Projects
Implementing my passions into reality.
Adaptive RL Ensemble Strategy
COMPLETEDOutcome: Adaptive trading strategy that reduces portfolio volatility and improves risk-adjusted returns using an ensemble of reinforcement learning agents.
Tech Stack: Python, PyTorch, PPO, A2C, TD3, Git
Key Constraints: Adaptive allocation across varying market regimes, effective diversification to minimize drawdown, rigorous backtesting against SPY benchmark.
Developed at Queen's AI Club (QMIND), this project implemented an ensemble of Reinforcement Learning agents (PPO, A2C, TD3) to manage portfolio allocation adaptively.
The diversification framework significantly reduced volatility compared to standard benchmarks like SPY buy-and-hold, validated through extensive Sharpe ratio and drawdown analysis.
Autonomous Multi-Agent Robotic Firefighting
COMPLETEDOutcome: Optimized autonomous robot deployment system for wildfire containment, achieving a 30% reduction in cluster convergence time.
Tech Stack: MATLAB, Lloyd's Algorithm, K-Means Clustering, GIS Spatial Analysis Tools
Key Constraints: Real-time dynamic fire hotspot data processing, accurate perimeter modeling, efficient multi-agent coordination.
Course project for APSC 200: Engineering Design and Practice. Course Grade: A+ | Role: Primary Technical Contributor
Driven by an interest in mathematical optimization, I developed a decentralized multi-agent system designed to tackle the unpredictable nature of wildfires. Moving away from rigid, centralized control, I implemented Lloyd’s Algorithm (i. e. K-Means Clustering) to allow a fleet of drones to "self-organize" based on real-time environmental data.

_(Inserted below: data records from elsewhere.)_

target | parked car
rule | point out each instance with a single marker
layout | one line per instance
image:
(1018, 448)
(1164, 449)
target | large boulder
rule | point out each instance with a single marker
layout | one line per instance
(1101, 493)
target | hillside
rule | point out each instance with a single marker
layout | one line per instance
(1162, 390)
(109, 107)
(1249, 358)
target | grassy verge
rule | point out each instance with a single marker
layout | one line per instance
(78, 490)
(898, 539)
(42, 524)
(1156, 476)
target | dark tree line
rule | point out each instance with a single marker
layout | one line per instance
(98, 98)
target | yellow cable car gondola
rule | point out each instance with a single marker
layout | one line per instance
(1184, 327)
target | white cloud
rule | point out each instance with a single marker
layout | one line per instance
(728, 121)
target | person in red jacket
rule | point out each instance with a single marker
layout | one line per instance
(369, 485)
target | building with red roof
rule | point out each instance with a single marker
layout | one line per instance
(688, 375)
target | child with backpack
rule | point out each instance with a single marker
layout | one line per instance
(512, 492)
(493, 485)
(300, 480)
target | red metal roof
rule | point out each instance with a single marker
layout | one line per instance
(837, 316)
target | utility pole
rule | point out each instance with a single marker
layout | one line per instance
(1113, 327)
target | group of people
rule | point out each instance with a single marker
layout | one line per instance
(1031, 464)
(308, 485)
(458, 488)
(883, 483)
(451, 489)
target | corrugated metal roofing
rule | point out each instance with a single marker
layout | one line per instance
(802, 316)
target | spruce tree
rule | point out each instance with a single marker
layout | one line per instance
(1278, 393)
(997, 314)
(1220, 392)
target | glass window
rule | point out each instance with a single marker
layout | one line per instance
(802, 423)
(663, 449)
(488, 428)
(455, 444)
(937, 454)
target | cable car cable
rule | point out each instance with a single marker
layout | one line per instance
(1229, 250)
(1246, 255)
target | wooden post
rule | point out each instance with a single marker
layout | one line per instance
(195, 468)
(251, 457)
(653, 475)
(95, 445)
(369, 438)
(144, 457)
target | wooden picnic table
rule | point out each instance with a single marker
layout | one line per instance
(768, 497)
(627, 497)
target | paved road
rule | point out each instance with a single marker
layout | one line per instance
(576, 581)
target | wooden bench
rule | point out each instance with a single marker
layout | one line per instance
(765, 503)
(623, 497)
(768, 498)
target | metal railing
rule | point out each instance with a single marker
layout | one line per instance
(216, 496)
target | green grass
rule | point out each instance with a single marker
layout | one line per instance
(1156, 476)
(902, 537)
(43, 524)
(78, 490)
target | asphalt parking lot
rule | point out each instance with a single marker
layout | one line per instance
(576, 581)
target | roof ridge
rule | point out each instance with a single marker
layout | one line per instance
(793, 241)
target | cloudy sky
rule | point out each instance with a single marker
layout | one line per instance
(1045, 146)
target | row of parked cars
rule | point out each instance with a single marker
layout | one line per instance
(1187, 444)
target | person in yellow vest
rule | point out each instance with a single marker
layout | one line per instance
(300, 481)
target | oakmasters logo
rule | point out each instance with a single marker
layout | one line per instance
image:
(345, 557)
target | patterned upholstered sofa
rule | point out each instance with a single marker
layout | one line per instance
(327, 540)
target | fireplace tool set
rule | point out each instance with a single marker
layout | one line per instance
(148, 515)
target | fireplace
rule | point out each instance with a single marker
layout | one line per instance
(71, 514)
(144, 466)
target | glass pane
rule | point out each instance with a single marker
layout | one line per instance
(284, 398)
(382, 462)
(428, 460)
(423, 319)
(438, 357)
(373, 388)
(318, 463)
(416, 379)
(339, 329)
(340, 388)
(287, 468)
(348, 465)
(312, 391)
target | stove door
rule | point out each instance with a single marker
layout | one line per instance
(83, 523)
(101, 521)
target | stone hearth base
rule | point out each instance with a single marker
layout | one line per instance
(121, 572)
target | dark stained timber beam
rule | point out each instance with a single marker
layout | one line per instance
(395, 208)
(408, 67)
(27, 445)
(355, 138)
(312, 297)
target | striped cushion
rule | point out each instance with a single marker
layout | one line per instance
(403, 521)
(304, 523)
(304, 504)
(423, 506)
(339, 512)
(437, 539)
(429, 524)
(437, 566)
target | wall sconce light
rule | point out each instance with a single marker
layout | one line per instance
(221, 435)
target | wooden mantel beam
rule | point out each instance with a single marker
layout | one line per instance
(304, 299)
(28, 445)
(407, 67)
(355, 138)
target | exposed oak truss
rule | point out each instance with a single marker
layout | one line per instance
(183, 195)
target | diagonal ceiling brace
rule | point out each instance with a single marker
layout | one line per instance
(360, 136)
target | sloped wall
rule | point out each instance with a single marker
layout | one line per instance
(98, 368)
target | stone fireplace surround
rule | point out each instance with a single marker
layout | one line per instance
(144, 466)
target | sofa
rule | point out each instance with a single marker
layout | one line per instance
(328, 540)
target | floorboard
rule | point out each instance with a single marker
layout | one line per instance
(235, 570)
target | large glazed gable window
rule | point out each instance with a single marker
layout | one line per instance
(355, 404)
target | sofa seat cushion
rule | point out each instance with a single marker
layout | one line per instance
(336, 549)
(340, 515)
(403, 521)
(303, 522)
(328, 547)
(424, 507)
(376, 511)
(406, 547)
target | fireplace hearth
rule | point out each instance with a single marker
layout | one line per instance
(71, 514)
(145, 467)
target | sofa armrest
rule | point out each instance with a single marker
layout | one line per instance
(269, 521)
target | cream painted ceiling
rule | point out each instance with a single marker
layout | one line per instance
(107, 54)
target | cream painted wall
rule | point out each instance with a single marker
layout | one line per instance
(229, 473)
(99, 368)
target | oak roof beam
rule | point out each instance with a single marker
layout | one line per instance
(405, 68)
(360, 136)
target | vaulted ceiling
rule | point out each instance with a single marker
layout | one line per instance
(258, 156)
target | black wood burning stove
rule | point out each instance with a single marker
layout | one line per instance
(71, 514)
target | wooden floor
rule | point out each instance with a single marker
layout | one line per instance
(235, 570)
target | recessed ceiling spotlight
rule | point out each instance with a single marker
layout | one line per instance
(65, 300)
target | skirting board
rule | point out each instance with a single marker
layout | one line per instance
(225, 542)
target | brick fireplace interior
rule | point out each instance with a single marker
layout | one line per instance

I built a custom simulation environment in MATLAB where I experimented with:
- Dynamic Spatial Partitioning: Using Voronoi regions to ensure agents automatically distribute themselves to the most critical "hotspots" without human intervention.
- Sensor Fusion Logic: Designing an "Observation Set" function that allows agents to weigh environmental density, effectively giving the swarm a collective "vision" of the fire's intensity.
- Robustness & Scalability: Engineering the system to be decentralized so that the failure of one drone doesn't compromise the mission, as neighboring agents autonomously re-calculate and compensate for the gap.